Last week, a former associate called looking for ideas on who could recycle old commercial glass. As Joe Puishys of Apogee mentioned at the BEC Conference, 1 percent of commercial glazing is new construction, and the other 99 percent is in existing buildings, just waiting for upgrades to better, more energy-conscious glass products. So, the question is: What do you do with the old glass? The answer, unfortunately, is it usually gets hauled to the landfill.
Technically, there are a number of good reasons why this happens. First, a building may be slated for demolition, and removing the glass is a pretty labor-intensive effort with no immediate payback that justifies the expense to recycle it, if that’s even possible. I’ve seen buildings demolished with the glass in place, and the demo crew pulls out the curtainwall or window aluminum and/or the structural steel as part of the demo and obviously hauls that metal to the scrap dealer. The glass is hauled to the landfill with all the other materials that can’t be re-used.
In a remodel, not only can the glass be replaced, but the framing can be replaced, as well. Removing old aluminum framing, there’s no question there’s value in it as scrap, so off to the scrap metal dealer it goes. This is exactly where glass and metal differ – remodel or demolition, it doesn’t matter: there’s no one to take the old glass and turn it into cullet.
Commercial glass, it appears, has painted itself into a corner just by the value-added nature of the beast.

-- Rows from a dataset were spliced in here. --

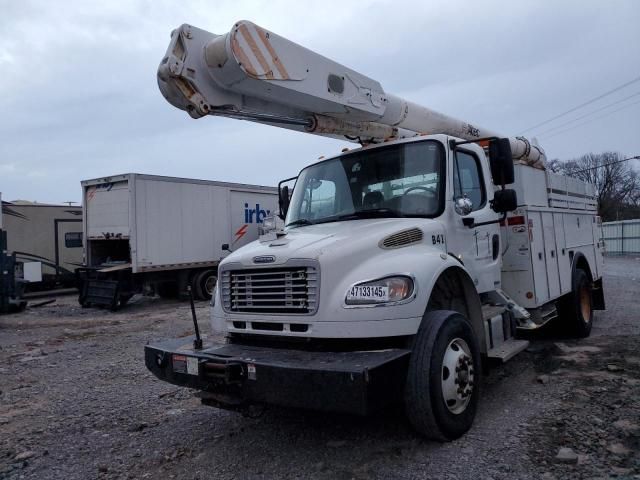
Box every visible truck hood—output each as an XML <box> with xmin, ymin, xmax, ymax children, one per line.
<box><xmin>224</xmin><ymin>218</ymin><xmax>444</xmax><ymax>266</ymax></box>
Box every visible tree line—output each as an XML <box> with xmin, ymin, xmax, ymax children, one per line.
<box><xmin>547</xmin><ymin>152</ymin><xmax>640</xmax><ymax>222</ymax></box>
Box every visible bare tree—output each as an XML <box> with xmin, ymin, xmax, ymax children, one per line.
<box><xmin>549</xmin><ymin>152</ymin><xmax>640</xmax><ymax>221</ymax></box>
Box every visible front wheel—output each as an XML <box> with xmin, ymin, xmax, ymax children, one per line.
<box><xmin>405</xmin><ymin>310</ymin><xmax>480</xmax><ymax>442</ymax></box>
<box><xmin>194</xmin><ymin>270</ymin><xmax>218</xmax><ymax>300</ymax></box>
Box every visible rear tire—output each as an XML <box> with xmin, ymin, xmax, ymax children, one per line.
<box><xmin>558</xmin><ymin>268</ymin><xmax>593</xmax><ymax>338</ymax></box>
<box><xmin>156</xmin><ymin>282</ymin><xmax>178</xmax><ymax>298</ymax></box>
<box><xmin>404</xmin><ymin>310</ymin><xmax>481</xmax><ymax>442</ymax></box>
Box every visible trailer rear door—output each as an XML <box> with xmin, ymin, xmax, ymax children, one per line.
<box><xmin>84</xmin><ymin>180</ymin><xmax>130</xmax><ymax>239</ymax></box>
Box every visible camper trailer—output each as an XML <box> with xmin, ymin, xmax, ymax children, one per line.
<box><xmin>2</xmin><ymin>200</ymin><xmax>82</xmax><ymax>291</ymax></box>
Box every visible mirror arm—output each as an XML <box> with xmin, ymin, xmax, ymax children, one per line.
<box><xmin>462</xmin><ymin>212</ymin><xmax>507</xmax><ymax>228</ymax></box>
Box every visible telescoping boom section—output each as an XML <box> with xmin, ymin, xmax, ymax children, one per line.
<box><xmin>158</xmin><ymin>21</ymin><xmax>545</xmax><ymax>168</ymax></box>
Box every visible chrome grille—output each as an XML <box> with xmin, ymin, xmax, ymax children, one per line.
<box><xmin>221</xmin><ymin>266</ymin><xmax>319</xmax><ymax>314</ymax></box>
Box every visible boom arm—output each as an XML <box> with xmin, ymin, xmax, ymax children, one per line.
<box><xmin>158</xmin><ymin>21</ymin><xmax>545</xmax><ymax>168</ymax></box>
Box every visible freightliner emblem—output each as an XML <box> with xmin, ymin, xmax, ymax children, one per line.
<box><xmin>253</xmin><ymin>255</ymin><xmax>276</xmax><ymax>263</ymax></box>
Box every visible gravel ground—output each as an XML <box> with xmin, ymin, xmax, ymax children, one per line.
<box><xmin>0</xmin><ymin>257</ymin><xmax>640</xmax><ymax>480</ymax></box>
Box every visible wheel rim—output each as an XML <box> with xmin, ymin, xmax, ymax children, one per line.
<box><xmin>440</xmin><ymin>338</ymin><xmax>475</xmax><ymax>414</ymax></box>
<box><xmin>580</xmin><ymin>287</ymin><xmax>591</xmax><ymax>323</ymax></box>
<box><xmin>204</xmin><ymin>275</ymin><xmax>218</xmax><ymax>295</ymax></box>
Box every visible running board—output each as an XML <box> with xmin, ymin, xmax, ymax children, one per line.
<box><xmin>487</xmin><ymin>338</ymin><xmax>529</xmax><ymax>363</ymax></box>
<box><xmin>518</xmin><ymin>302</ymin><xmax>558</xmax><ymax>330</ymax></box>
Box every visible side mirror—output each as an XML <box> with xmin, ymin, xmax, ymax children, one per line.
<box><xmin>453</xmin><ymin>195</ymin><xmax>473</xmax><ymax>217</ymax></box>
<box><xmin>278</xmin><ymin>185</ymin><xmax>291</xmax><ymax>220</ymax></box>
<box><xmin>491</xmin><ymin>188</ymin><xmax>518</xmax><ymax>213</ymax></box>
<box><xmin>489</xmin><ymin>138</ymin><xmax>515</xmax><ymax>185</ymax></box>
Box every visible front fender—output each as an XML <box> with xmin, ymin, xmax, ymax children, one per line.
<box><xmin>322</xmin><ymin>245</ymin><xmax>468</xmax><ymax>330</ymax></box>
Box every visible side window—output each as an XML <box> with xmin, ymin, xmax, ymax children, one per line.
<box><xmin>453</xmin><ymin>150</ymin><xmax>487</xmax><ymax>210</ymax></box>
<box><xmin>64</xmin><ymin>232</ymin><xmax>82</xmax><ymax>248</ymax></box>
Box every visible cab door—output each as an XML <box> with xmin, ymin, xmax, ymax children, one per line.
<box><xmin>446</xmin><ymin>147</ymin><xmax>500</xmax><ymax>292</ymax></box>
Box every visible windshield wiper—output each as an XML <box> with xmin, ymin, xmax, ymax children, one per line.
<box><xmin>337</xmin><ymin>208</ymin><xmax>404</xmax><ymax>220</ymax></box>
<box><xmin>285</xmin><ymin>218</ymin><xmax>313</xmax><ymax>227</ymax></box>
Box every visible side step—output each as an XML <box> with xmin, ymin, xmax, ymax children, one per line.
<box><xmin>487</xmin><ymin>338</ymin><xmax>529</xmax><ymax>363</ymax></box>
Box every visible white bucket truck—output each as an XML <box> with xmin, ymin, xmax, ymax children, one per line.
<box><xmin>145</xmin><ymin>21</ymin><xmax>604</xmax><ymax>441</ymax></box>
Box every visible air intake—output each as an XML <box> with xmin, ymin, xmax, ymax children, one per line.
<box><xmin>380</xmin><ymin>227</ymin><xmax>423</xmax><ymax>249</ymax></box>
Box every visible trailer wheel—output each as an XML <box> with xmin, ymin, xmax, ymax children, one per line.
<box><xmin>559</xmin><ymin>268</ymin><xmax>593</xmax><ymax>338</ymax></box>
<box><xmin>156</xmin><ymin>281</ymin><xmax>178</xmax><ymax>298</ymax></box>
<box><xmin>195</xmin><ymin>270</ymin><xmax>218</xmax><ymax>300</ymax></box>
<box><xmin>404</xmin><ymin>310</ymin><xmax>480</xmax><ymax>442</ymax></box>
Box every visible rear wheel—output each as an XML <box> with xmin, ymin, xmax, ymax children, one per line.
<box><xmin>156</xmin><ymin>281</ymin><xmax>178</xmax><ymax>298</ymax></box>
<box><xmin>405</xmin><ymin>310</ymin><xmax>480</xmax><ymax>442</ymax></box>
<box><xmin>559</xmin><ymin>268</ymin><xmax>593</xmax><ymax>338</ymax></box>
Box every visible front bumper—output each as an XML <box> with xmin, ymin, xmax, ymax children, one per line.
<box><xmin>145</xmin><ymin>337</ymin><xmax>411</xmax><ymax>415</ymax></box>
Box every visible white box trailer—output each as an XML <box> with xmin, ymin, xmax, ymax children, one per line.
<box><xmin>79</xmin><ymin>173</ymin><xmax>278</xmax><ymax>308</ymax></box>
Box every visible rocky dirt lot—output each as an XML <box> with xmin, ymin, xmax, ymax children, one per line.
<box><xmin>0</xmin><ymin>257</ymin><xmax>640</xmax><ymax>480</ymax></box>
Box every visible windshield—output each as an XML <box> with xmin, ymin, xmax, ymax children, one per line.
<box><xmin>285</xmin><ymin>140</ymin><xmax>444</xmax><ymax>225</ymax></box>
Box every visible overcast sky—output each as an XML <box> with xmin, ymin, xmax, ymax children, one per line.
<box><xmin>0</xmin><ymin>0</ymin><xmax>640</xmax><ymax>203</ymax></box>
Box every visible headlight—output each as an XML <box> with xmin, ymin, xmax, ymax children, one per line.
<box><xmin>345</xmin><ymin>275</ymin><xmax>414</xmax><ymax>305</ymax></box>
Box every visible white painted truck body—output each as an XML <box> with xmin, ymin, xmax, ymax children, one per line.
<box><xmin>211</xmin><ymin>139</ymin><xmax>603</xmax><ymax>342</ymax></box>
<box><xmin>145</xmin><ymin>21</ymin><xmax>604</xmax><ymax>441</ymax></box>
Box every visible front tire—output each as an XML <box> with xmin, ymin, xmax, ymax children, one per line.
<box><xmin>404</xmin><ymin>310</ymin><xmax>480</xmax><ymax>442</ymax></box>
<box><xmin>194</xmin><ymin>270</ymin><xmax>218</xmax><ymax>300</ymax></box>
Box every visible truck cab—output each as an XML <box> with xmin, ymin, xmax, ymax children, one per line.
<box><xmin>212</xmin><ymin>135</ymin><xmax>508</xmax><ymax>340</ymax></box>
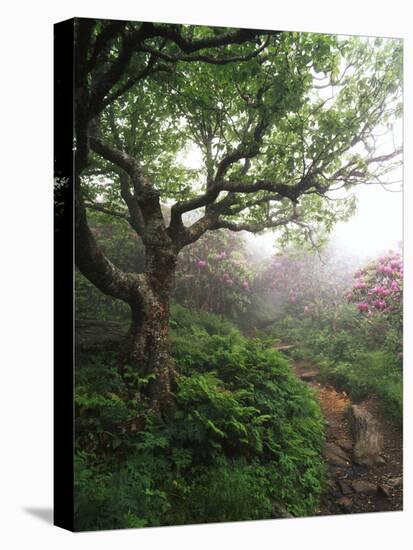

A glass beer bottle or pickle jar is fairly easy to recycle. It may be clear or green or amber glass, but there’s not much else that is done with it. So, to recycle it, nothing has to be undone, it’s broken up and re-melted and re-cast as a new bottle or jar.
When making laminated glass, or turning it into a reflective or low-E coated product, or making it part of an insulating glass unit, the glass can’t be recycled, as there are not commercially available means to undo all those changes and return the glass to its near-original condition. Tinted glass isn’t as common as it once was, but it can’t be bleached to return it to clear glass.
Aside from turning recycled glass into bottles and jars, it can be turned into bead blast media or fiberglass, or even used as aggregate in concrete, as a component in asphalt, and hundreds of other uses. That’s a cakewalk. But so far, there’s not much demand or an easy process for turning commercial glass into cullet.
I’d like to pose a few questions for which I don’t know the answers:
- Who is going to take the lead in developing commercial glass recycling methods?
- Do any of the current players, including float glass manufacturers or fabricators, have a responsibility to do so? Or, will a recycling method come from a wholly different quarter?
- Is this a business model that has to be set up regionally, or can it be done nationally?
I’d be most interested in hearing any feedback or of any developments to this end – as would someone I know who has some glass they want to send you. Call me; I’ll give you their contact info.
If you’re looking for an idea to launch a business, there it is.